I use the “cufft_c2c_radix2” function with the following parameters and it generates incorrect result.

Let say I would like to generate the fft for the following signal:

BLOCK_SIZE = 8;

signalSize = 16 (cufftComplex)

theta = 2 * PI / signalSize;

base = 3;

strd.ibStride = BLOCK_SIZE; // Is this correct?
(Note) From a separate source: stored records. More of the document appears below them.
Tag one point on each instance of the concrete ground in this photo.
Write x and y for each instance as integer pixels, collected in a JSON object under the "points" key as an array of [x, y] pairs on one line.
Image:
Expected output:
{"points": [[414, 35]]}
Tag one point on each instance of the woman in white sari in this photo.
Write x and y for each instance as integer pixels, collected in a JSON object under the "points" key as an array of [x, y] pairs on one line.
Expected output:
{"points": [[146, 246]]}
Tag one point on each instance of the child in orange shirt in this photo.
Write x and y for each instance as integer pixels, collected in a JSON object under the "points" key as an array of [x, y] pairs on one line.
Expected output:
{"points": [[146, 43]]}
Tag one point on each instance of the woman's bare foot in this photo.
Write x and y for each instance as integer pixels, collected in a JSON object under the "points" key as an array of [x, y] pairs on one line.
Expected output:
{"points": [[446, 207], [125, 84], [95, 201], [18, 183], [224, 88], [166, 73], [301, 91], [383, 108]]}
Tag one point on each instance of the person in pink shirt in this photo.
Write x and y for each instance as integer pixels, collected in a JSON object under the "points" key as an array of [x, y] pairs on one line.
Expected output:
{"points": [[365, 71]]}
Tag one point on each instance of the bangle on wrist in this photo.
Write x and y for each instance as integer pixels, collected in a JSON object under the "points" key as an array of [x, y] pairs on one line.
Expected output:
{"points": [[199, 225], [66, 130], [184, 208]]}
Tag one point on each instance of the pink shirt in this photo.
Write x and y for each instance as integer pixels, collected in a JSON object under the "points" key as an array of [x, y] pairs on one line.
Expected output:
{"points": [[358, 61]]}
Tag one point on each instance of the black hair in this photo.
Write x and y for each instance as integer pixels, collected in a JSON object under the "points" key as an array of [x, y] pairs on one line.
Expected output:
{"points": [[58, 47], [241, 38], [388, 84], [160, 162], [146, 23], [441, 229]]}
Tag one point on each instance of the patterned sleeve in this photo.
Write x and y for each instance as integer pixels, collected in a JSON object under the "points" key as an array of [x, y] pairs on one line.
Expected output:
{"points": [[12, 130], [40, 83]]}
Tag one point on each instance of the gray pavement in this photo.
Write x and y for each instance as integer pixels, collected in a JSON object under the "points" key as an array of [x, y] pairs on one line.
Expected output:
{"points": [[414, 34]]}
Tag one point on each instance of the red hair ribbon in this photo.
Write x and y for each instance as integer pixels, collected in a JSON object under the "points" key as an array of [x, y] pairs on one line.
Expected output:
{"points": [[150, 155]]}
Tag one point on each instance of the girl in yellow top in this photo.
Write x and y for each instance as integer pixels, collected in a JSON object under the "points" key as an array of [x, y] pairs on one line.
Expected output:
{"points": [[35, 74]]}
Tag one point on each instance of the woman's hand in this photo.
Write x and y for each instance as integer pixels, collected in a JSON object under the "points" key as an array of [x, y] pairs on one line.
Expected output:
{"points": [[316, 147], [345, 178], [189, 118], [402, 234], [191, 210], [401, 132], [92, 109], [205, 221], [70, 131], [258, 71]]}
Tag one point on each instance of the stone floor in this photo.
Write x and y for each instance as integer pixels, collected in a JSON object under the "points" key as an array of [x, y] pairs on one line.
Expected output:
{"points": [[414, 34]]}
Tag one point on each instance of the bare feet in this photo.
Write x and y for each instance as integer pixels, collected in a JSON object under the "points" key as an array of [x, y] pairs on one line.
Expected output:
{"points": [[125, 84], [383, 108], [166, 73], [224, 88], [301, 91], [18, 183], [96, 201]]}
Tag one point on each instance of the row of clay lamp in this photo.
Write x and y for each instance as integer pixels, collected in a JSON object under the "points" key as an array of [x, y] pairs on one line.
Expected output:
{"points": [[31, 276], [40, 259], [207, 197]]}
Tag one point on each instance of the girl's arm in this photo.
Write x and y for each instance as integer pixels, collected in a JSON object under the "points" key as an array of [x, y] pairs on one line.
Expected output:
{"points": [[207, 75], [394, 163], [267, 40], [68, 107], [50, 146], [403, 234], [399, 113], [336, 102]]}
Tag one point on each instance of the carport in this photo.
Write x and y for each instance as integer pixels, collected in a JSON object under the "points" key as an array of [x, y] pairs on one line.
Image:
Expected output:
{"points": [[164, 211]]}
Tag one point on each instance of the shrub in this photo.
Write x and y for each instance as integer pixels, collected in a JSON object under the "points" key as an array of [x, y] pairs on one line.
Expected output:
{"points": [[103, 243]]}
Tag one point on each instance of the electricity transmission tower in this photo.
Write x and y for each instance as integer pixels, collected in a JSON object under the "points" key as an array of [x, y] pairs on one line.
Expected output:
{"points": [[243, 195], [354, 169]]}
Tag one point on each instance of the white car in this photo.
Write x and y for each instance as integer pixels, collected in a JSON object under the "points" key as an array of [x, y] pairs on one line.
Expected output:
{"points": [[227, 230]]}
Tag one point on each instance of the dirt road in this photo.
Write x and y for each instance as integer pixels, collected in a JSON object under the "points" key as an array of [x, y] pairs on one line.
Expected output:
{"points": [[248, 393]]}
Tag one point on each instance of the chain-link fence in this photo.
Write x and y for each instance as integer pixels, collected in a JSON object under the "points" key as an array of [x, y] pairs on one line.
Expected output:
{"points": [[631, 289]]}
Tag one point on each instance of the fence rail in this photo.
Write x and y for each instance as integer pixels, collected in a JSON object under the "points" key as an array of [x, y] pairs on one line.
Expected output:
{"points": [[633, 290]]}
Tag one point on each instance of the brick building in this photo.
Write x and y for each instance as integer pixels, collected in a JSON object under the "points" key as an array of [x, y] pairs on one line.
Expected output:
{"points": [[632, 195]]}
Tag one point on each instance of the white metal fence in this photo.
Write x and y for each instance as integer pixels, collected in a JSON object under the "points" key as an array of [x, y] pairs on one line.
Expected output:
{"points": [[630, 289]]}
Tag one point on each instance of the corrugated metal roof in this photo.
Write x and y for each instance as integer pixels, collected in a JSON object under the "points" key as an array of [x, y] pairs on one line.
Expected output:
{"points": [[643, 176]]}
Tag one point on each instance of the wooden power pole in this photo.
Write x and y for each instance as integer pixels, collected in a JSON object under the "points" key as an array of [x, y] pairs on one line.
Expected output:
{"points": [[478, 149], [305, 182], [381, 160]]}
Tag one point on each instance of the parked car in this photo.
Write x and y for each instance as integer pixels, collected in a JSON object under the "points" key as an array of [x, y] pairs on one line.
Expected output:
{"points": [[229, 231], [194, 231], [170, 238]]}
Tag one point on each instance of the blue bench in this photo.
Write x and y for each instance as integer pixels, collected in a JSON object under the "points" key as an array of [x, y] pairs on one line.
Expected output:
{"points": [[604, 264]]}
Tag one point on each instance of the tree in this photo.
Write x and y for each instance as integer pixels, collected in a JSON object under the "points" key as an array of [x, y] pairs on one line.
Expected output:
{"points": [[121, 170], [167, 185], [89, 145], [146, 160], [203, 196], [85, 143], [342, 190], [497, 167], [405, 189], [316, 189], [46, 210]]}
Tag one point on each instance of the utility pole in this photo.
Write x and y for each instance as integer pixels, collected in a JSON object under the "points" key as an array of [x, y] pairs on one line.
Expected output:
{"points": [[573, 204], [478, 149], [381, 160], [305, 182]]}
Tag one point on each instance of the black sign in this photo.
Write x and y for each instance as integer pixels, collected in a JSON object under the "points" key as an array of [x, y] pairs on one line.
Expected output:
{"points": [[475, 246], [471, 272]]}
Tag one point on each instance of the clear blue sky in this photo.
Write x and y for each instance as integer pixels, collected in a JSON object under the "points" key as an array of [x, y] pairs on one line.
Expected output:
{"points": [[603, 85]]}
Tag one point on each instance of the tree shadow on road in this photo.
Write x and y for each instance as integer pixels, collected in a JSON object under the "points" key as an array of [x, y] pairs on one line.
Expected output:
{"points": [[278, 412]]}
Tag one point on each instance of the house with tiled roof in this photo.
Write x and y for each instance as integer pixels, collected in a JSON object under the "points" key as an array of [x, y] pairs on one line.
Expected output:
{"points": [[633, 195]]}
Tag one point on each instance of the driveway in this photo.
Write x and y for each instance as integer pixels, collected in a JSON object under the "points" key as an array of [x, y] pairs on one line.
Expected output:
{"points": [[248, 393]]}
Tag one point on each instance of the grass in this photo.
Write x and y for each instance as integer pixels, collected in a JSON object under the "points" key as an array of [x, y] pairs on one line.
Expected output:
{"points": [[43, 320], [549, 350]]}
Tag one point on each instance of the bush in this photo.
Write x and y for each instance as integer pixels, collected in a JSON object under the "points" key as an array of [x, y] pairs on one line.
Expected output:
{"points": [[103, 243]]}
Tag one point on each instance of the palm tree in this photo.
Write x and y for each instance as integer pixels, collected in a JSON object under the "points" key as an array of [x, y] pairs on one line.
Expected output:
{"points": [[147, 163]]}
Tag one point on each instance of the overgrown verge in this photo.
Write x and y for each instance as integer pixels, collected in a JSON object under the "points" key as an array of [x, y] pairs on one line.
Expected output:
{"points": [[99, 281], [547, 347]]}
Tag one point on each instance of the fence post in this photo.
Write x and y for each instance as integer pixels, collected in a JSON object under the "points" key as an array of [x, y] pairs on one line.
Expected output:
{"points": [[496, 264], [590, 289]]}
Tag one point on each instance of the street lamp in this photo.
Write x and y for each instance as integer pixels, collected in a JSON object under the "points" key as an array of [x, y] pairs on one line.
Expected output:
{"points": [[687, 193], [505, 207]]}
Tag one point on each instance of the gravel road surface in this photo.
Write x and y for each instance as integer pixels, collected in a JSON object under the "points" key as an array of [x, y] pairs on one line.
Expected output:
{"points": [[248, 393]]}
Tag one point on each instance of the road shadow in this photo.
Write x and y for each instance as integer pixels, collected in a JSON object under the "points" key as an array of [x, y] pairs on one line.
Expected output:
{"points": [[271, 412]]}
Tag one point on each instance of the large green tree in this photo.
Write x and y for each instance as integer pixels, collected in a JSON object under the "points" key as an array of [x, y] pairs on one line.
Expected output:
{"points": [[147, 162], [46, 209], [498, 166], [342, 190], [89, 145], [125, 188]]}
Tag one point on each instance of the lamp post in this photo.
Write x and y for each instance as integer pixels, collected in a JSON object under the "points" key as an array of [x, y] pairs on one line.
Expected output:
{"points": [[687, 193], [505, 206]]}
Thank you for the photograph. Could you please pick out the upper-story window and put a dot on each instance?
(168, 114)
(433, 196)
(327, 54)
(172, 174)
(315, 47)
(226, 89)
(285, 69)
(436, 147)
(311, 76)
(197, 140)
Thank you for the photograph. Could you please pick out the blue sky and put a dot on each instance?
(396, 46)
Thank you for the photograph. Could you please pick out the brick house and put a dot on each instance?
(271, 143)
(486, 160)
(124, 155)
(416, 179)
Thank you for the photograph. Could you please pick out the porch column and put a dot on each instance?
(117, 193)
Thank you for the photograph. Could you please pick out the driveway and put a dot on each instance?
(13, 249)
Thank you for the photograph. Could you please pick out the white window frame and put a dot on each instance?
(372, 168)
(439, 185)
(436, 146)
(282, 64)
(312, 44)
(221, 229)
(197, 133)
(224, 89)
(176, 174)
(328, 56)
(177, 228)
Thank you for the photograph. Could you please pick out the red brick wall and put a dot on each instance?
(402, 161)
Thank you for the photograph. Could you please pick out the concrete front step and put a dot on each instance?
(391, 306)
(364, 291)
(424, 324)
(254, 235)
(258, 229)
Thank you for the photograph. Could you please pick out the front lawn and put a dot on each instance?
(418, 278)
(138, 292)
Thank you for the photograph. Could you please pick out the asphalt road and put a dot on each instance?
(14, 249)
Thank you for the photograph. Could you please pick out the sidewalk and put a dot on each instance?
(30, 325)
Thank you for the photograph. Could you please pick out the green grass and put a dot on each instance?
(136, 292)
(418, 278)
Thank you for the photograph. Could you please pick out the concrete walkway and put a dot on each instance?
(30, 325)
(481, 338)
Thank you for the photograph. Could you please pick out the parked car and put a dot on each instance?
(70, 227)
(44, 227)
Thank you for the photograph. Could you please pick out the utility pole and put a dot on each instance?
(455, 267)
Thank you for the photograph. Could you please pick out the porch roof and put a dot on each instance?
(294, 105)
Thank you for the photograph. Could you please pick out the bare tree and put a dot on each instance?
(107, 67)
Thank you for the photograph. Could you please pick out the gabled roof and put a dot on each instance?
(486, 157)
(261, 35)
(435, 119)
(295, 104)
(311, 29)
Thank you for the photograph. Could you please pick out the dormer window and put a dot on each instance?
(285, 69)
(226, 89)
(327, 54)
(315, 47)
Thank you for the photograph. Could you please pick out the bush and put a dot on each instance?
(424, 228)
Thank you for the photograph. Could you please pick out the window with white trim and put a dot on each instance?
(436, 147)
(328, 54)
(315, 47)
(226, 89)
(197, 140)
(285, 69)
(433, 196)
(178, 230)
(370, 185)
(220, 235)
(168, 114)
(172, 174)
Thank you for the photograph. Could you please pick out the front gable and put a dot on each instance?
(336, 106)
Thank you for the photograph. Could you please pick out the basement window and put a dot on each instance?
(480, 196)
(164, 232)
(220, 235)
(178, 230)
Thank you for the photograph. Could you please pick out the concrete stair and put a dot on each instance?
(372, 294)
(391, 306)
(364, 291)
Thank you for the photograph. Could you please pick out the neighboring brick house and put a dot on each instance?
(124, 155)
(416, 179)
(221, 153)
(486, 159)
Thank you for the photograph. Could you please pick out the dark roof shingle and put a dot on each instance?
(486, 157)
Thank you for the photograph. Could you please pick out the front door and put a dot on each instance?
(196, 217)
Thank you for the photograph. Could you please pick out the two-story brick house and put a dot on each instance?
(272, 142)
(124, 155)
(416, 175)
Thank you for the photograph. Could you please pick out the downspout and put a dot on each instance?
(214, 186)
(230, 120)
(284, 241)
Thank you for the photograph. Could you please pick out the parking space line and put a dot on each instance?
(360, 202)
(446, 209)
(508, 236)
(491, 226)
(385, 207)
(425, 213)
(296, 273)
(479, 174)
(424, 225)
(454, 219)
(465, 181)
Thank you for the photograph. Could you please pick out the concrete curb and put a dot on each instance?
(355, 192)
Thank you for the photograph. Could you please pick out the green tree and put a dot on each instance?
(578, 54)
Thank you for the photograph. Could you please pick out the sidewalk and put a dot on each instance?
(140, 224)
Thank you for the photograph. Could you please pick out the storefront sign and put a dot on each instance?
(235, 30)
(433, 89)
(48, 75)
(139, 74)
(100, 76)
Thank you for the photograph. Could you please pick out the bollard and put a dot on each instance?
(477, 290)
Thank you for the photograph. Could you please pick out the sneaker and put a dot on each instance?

strd.ieStride = 1; // Is this correct?

strd.obStride = BLOCK_SIZE;

strd.oeStride = 1;

dim3 dimBlock(BLOCK_SIZE, 1);

dim3 dimGrid signalSize / dimBlock.x, 1);

smemSize = sizeof(cufftComplex) * signalSize;

cufft_c2c_radix2<<<dimGrid, dimBlock, smemSize>>>smemSize, // Signal size in complex elements

theta, // 2 * Pi / N

base, // log base 2 of N

d_inImg, // Pointer to input signal in global memory

d_outImg, // Pointer to output array in global memory

CUFFT_FORWARD, // FFT direction: -1 is forward, 1 is inverse

strd); // Input and output block and elements strides

Can someone explain to me why this setup will generate incorrect result?

In addition, in the “cufft_kernels.h” file, it mentions that in order to “perform M transforms of size N, set grid.y = N, and thread.x = N / R.”.

I thought the grid.y parameter should contain the number of signals (M) in a batch! Am I missing something?

Thank you!